Sometimes there is no center. Long looks at music history retrieve natural patterns, in which, to use one example, blues naturally connects to both jazz and rock through alternate chains. These then telescope out into a splintered array of subgenres that become increasingly less descriptive and more resemble arbitrary lines of battle: Italo-disco, extreme metal, post-dubstep. If these seem oblique and not terribly indicative of what music they purport to contain, they are. In conversations with musicians, the atmosphere palpably alters when the discussion turns to genre, and most become chattering advocates of the “no genres, just good music” philosophy.

Genre serves a necessary purpose, though, and that purpose is history. Music less resembles a universe exploded from one hot, dense state and more an elaborate web spun in all directions forever. Genres allow us to isolate specific historical landmarks in the web, determine its country and from what former fractured nation of sounds it derived its identity.

The trouble with Reno electronic duo Zirconian Mind is that there is no history, at least not in this town. An ever-descending ladder of stylistically perverse folk-rock projects and small punk rock and metal circles—these centers of gravity that hold the Reno music scene together seem to allow no space for something like Zirconian Mind to grow and infiltrate.

Regardless, they emerged from a soft, cool nowhere in April to open for Los Angeles’ Pocahaunted and Reno band Swahili. Kyle Ewing and Trevor Damon stood behind two large, black mixers and flooded Rainshadow Community Charter High School with ambient yet subtly throbbing minimal techno—the sort, like Gas or Monolake, that forces weather patterns into the room.

“I’ll just play a chord on a keyboard and put it through the mixer and add reverb on it,” says Ewing. “I’ll go through every single effect and see if I like anything. There’s a lot of unplugging … I feel like a telephone operator from 1922.”

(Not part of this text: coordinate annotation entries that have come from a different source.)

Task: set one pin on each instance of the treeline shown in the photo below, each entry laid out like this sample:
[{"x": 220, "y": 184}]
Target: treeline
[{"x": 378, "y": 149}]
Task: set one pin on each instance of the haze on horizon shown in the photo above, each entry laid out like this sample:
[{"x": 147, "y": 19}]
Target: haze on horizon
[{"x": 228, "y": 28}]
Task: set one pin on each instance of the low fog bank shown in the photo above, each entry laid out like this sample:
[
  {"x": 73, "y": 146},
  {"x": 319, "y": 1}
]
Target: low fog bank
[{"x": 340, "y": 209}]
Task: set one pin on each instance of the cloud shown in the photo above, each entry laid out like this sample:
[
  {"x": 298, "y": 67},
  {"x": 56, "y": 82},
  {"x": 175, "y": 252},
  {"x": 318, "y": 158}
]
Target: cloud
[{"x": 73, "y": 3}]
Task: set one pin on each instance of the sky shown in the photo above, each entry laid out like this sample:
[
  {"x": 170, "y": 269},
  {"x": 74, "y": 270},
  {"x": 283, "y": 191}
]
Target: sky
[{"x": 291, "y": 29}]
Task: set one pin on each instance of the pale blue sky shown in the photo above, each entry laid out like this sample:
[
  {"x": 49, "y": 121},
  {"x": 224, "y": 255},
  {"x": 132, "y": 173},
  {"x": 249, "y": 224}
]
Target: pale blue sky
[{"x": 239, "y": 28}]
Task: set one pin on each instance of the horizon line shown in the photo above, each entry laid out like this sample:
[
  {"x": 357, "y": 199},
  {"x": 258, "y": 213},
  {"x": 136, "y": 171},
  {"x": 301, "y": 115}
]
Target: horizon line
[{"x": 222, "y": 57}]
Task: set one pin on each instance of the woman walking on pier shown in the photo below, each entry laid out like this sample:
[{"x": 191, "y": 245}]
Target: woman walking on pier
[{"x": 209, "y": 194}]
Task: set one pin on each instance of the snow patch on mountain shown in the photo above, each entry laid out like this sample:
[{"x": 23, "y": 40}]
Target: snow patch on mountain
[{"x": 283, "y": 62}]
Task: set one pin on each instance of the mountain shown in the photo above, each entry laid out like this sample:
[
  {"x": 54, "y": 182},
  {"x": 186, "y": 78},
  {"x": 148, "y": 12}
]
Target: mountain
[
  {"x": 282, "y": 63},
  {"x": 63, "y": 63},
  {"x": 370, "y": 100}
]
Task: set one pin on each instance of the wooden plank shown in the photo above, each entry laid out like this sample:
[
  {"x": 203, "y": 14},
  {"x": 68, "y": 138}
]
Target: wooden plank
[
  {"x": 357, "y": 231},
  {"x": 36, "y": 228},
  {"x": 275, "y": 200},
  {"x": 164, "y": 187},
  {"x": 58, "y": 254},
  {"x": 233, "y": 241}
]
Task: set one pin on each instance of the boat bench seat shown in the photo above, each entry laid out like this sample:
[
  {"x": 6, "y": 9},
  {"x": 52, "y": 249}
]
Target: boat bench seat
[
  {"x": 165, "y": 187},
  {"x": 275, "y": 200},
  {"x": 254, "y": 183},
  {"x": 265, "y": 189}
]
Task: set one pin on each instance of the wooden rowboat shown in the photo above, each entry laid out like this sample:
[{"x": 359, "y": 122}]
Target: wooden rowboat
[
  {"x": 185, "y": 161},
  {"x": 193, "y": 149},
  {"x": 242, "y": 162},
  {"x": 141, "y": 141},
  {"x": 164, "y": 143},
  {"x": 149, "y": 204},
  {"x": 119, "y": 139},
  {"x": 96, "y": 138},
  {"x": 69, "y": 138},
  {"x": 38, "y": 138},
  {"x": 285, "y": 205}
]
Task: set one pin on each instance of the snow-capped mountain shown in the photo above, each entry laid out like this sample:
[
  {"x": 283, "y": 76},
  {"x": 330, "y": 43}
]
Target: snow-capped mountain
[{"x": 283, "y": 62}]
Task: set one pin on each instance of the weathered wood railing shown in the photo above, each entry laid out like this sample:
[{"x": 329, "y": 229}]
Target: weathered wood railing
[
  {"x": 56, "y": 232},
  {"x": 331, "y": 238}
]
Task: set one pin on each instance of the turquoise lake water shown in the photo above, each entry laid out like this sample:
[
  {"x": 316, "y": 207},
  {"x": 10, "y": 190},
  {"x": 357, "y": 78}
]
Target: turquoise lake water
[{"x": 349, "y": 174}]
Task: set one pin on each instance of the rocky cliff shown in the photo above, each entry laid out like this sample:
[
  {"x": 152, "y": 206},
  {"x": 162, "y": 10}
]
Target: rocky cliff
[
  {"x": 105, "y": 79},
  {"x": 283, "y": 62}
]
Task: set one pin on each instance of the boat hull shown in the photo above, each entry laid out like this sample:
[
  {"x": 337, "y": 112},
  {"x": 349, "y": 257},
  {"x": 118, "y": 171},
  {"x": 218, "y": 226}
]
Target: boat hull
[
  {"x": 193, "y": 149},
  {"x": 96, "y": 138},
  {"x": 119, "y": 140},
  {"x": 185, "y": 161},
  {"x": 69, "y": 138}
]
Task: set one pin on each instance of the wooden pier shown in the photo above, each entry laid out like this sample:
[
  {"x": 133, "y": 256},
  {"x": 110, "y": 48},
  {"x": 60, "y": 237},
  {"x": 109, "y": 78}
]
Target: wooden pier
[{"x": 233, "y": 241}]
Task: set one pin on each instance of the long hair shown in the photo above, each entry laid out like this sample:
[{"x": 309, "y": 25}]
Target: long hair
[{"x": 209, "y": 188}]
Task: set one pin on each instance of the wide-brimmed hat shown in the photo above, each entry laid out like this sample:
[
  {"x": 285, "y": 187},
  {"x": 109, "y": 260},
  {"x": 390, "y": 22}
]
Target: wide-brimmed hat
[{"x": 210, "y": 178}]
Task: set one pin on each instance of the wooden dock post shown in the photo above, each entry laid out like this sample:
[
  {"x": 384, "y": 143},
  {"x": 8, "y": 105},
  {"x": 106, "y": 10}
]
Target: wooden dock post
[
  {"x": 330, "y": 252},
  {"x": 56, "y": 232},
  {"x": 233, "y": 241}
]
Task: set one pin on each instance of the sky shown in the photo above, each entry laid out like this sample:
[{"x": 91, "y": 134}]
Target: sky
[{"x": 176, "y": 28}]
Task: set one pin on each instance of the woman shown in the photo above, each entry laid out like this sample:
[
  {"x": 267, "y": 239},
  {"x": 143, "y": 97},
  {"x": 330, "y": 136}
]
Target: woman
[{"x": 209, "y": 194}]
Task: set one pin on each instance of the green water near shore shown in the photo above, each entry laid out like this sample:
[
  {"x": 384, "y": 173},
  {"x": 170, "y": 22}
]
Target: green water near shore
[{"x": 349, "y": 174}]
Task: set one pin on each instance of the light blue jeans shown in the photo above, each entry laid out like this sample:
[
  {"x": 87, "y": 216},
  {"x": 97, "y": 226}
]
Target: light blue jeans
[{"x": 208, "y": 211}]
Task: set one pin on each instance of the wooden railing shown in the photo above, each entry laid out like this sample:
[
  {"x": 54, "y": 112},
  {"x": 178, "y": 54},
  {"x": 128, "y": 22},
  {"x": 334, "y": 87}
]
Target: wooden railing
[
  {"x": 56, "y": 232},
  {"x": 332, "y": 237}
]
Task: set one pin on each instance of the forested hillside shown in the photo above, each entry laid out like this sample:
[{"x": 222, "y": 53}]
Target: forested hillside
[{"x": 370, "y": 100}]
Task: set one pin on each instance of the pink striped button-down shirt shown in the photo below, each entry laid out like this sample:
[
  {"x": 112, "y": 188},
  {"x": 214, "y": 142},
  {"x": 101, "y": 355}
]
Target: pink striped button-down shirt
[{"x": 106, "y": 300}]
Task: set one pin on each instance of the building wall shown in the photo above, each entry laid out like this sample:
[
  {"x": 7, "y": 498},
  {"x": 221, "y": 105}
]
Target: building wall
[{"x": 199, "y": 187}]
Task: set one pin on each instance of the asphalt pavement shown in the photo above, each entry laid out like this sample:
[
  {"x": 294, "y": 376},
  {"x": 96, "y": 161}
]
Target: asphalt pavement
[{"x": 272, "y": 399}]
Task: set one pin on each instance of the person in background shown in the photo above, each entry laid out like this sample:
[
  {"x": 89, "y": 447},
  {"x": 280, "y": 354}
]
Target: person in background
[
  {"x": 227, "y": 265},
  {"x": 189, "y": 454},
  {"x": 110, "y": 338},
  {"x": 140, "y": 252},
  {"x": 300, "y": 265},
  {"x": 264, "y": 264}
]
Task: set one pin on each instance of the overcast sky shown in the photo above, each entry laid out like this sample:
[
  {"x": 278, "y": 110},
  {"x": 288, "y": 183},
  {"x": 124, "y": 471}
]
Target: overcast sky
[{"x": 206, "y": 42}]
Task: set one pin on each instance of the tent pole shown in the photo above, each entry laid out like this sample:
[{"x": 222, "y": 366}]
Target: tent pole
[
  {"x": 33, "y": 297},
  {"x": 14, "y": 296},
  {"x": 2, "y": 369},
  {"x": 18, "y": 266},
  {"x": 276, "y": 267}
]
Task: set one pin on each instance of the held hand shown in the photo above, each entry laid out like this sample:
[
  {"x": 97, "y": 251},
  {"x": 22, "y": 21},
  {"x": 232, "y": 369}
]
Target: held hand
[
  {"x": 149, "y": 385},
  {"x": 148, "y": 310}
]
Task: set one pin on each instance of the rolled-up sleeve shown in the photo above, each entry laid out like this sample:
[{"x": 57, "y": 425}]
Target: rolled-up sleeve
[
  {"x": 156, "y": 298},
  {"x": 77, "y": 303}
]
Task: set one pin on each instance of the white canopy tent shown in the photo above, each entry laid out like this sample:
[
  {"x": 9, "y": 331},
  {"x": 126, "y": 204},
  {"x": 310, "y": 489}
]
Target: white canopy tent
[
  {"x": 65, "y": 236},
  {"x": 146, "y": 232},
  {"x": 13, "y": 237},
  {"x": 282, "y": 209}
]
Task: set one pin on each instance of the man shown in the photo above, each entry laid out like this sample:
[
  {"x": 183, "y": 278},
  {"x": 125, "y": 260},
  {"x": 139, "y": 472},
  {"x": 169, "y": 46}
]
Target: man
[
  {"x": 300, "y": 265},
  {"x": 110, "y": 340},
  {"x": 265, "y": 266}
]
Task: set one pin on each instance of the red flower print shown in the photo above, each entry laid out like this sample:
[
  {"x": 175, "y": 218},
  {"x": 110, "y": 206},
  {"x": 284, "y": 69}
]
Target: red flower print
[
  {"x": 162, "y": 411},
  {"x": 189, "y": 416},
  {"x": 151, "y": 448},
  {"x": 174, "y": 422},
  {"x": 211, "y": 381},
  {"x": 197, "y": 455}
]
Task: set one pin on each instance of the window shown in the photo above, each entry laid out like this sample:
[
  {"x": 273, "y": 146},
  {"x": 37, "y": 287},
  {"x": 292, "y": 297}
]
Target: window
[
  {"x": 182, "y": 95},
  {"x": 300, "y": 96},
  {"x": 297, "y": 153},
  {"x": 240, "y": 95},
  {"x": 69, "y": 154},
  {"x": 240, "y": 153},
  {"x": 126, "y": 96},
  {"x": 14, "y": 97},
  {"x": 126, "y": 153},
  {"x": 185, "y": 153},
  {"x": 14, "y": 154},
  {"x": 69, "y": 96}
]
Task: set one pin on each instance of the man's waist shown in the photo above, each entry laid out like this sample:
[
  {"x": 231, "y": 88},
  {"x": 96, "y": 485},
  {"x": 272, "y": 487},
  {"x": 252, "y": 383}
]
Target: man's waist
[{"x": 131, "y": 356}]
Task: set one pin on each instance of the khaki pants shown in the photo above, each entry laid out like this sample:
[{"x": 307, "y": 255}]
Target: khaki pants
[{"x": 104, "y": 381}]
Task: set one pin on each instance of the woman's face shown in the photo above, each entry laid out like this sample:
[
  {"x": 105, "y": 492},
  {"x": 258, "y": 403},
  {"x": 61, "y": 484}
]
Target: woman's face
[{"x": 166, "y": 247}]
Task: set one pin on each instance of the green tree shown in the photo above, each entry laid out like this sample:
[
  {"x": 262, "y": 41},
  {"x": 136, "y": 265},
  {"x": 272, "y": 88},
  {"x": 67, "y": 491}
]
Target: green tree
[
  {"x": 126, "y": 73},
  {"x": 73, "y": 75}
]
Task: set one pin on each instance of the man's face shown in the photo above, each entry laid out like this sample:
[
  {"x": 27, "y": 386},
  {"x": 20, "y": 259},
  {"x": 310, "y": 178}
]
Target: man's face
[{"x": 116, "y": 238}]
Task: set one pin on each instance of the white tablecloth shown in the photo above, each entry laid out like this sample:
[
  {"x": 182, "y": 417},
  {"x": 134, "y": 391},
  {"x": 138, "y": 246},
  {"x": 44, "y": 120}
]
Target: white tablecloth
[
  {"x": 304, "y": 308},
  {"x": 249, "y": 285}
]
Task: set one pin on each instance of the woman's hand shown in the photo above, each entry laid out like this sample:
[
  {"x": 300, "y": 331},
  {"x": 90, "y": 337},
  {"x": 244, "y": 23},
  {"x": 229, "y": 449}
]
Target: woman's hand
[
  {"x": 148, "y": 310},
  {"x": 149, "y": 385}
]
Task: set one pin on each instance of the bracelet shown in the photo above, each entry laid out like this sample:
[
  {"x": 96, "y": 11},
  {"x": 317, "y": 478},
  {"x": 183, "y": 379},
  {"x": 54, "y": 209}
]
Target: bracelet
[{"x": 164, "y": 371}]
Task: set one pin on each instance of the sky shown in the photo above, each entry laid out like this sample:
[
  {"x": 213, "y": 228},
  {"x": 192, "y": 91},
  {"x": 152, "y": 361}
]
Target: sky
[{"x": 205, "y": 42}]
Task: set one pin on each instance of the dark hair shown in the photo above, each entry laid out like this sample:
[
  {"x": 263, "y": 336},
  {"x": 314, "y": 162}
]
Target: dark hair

The operations resonate and congeal into something thick—sighs stuffed with matter. A red light pulsing through fog. These images are elaborate and purple, the sort always associated with any music hard to pin down in theory or energy. What surprises, then, is the rudimentary source of Damon and Ewing’s product.

“We both have our own mixers and samplers and drum machines,” says Ewing. “I don’t think either of us are gearheads … We don’t have the money to do it. A lot of it’s the kind of shit you can pick up at Guitar Center.”

Damon readily lays bare his insecurities and incompetence at commanding any traditional instrument. “I’ve never had lessons at anything,” says Damon. “I feel bad. ‘You don’t know what you’re doing. And you’re going to pay for it’.”

It’s somewhat in keeping with punk rock standards and practices that the instrumental parts of this rich landscape are sourced from no nest of skills but the curious impulse to create. Regardless, Zirconian Mind’s place in the Reno scene seems a solitary one. The few swells of atmospheric anything here tend to dissipate easily. Van Pham, of the psychedelic drum-rush that is Swahili and also of the noise project Chinese Gore, booked the first two Zirconian Mind shows. She and the rest of Swahili depart for Portland this summer.

“Van’s leaving, and I don’t know what’s going to happen,” says Ewing. “Who are we going to play with?”

That is the sort of worry natural to a town in which everything is transient, and everyone is either disappearing or making plans to. Sometimes there is no center.

Though acknowledging how genres both invite audiences and limit artistic breadth, Zirconian Mind asked me for a genre. “Something we can repeat,” Ewing said, excitedly. Twenty seconds ago I invented “smokehouse.” Carry that with you. Tie yourself to the larger web.